Uma das consequências do fenômeno geracional é que a idade passa a ser um critério chave para a organização e integração social, sobretudo porque ela determina a possibilidade (ou não) de participação na divisão social do trabalho. À semelhança do gênero, surgiram “formas organizativas outras que redundaram em discriminação, marginalização ou exclusão igualmente baseadas na idade. (...) De tal forma que, na modernidade, a vida social apresenta-se impregnada de etarismo (ageism).” (p. 228). Esse dado é fundamental se lembrarmos que, sob o capitalismo, a referência social principal deixa de ser o grupo para centrar-se no indivíduo. Em decorrência disso, o Estado passa a prescrever a idade adequada para a participação ou pertinência social dos indivíduos a determinadas situações ou processos. Para a análise sociológica, o problema é a variação, isto é, a mudança de posição etária - e, por extensão, geracional - porque passam as pessoas e os grupos ao longo do tempo. Buscando operacionalizar a pesquisa sociológica focada no conceito, a socióloga Kimi Tomizaki coloca o debate nos seguintes termos:

De acordo com a pesquisadora Attias-Donfut (1988), os primeiros estudos nas ciências humanas cujo tema era a relação entre diferentes gerações datam do século XIX, porém estes estão fortemente ligados à história, que, então, entendia a noção de geração como um instrumento metodológico para medir o tempo histórico e compreender seus movimentos. Já no início do século XX, foram elaborados ensaios teóricos que, definitivamente, introduziram o conceito de geração nas ciências sociais. Dentre eles, se destacam os trabalhos de François Mentré (1920), José Ortega y Gasset (1926) e, sobretudo, Karl Mannheim (1928), cujo ensaio Das problem der generationen, de 1928, ainda é considerado o mais completo esforço de caráter sociológico na constituição de uma “teoria das gerações. (p. 330)[2]

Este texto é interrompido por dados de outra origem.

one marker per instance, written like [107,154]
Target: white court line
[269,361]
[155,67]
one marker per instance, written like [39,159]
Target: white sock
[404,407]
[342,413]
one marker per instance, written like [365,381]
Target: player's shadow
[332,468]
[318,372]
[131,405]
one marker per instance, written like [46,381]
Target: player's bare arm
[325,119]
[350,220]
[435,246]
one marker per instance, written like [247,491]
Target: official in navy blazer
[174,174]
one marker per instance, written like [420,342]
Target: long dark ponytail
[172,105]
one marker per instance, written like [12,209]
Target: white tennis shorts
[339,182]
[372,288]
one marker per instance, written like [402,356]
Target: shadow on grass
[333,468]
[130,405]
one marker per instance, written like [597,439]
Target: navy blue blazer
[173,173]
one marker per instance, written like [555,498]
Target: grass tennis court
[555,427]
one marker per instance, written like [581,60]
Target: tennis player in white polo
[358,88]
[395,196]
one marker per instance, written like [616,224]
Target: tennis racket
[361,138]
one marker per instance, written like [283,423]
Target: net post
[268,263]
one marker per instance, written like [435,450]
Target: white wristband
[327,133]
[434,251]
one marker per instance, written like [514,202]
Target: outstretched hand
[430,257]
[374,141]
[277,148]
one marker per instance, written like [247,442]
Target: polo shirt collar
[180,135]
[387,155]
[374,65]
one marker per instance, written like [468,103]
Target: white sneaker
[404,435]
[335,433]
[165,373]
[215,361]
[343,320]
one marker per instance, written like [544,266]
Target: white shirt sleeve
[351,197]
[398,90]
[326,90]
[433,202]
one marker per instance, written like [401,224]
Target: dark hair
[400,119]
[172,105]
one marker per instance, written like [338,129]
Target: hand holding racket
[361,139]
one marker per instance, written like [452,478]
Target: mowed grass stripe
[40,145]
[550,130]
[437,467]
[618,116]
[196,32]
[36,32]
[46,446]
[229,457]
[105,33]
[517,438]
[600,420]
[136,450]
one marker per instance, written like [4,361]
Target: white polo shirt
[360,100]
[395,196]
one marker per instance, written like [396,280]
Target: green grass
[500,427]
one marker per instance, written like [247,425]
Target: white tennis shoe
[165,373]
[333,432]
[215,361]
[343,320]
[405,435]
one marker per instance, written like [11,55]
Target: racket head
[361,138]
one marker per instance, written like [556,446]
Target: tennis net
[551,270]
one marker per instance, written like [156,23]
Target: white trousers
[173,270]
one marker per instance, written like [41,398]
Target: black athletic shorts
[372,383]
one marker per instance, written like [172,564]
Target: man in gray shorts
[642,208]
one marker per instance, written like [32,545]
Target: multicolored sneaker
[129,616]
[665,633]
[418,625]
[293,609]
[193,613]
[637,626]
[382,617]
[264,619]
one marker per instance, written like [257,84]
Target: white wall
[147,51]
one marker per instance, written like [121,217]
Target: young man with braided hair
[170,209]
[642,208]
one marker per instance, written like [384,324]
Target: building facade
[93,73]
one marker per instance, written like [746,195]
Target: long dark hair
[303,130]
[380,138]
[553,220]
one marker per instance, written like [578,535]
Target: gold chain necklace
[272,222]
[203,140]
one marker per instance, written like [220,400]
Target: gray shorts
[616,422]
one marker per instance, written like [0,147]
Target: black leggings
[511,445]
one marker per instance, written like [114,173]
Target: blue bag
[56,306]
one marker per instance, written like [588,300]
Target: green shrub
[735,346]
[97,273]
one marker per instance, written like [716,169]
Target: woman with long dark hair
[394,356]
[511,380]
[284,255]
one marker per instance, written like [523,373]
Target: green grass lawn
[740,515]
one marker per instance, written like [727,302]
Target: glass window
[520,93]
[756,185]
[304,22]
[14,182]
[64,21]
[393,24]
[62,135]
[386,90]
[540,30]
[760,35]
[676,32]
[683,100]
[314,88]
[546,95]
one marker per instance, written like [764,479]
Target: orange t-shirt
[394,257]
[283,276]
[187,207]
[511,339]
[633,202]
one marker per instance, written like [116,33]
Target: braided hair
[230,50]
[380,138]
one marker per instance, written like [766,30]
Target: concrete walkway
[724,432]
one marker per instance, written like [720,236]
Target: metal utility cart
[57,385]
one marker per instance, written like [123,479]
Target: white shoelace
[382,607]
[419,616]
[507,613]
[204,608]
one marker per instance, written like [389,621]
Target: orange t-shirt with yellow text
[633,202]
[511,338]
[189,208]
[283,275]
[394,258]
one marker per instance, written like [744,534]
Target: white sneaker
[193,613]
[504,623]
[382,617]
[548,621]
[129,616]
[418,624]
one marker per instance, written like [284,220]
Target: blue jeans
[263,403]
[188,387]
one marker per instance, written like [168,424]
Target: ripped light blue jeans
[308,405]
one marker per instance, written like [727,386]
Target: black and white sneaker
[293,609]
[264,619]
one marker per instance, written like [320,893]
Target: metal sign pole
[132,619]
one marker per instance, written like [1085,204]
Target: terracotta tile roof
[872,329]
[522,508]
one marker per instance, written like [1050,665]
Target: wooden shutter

Trata-se agora de delimitar mais precisamente, dentro do campo da Sociologia, o conceito de transmissão intergeracional, o qual - como se viu acima - se insere na perspectiva mais ampla do estudo das gerações.

Segundo Claudine Attias-Donfut[3], socióloga francesa que se dedica à pesquisa geracional, o estudo da transmissão intergeracional pressupõe a análise dos processos de transferência de capitais materiais e simbólicos entre gerações mais velhas e mais novas, especialmente sob a ótica das continuidades e descontinuidades verificadas entre as gerações postas em contraste. Para a autora, a transmissão intergeracional é um tema bastante rico, por envolver uma série de fatores internos e externos ao indivíduo, mais ou menos conscientes e voluntários, tais como educação, gênero, comportamento frente à vida pessoal, familiar, social etc.

A transmissão intergeracional, nesse sentido, caracteriza-se - para além da herança tanto biológica quanto dos bens materiais - pelo processo de transferência de uma dada bagagem simbólica entre diferentes gerações que guardam, entre elas, a existência de diferentes perspectivas sociais e históricas. A ocorrência dessas diferentes perspectivas é o produto da diversidade de apreensões, sentidos, cognições e sentimentos desenvolvidos pelos indivíduos de uma geração a respeito das experiências comuns que compartilham em suas respectivas épocas de vida. Com o decorrer dos anos, e a partir da formação desse repertório singular, cada geração vai, de maneiras distintas e por vezes até opostas, experimentar e interpretar a realidade de um tempo histórico. Seria como se as diferentes gerações que dividem a mesma contemporaneidade criassem o seu próprio Zeitgeist[4]. É então nesse sentido que se diz que, no campo do estudo sociológico das gerações, todo conhecimento deve ser considerado a partir de uma certa posição.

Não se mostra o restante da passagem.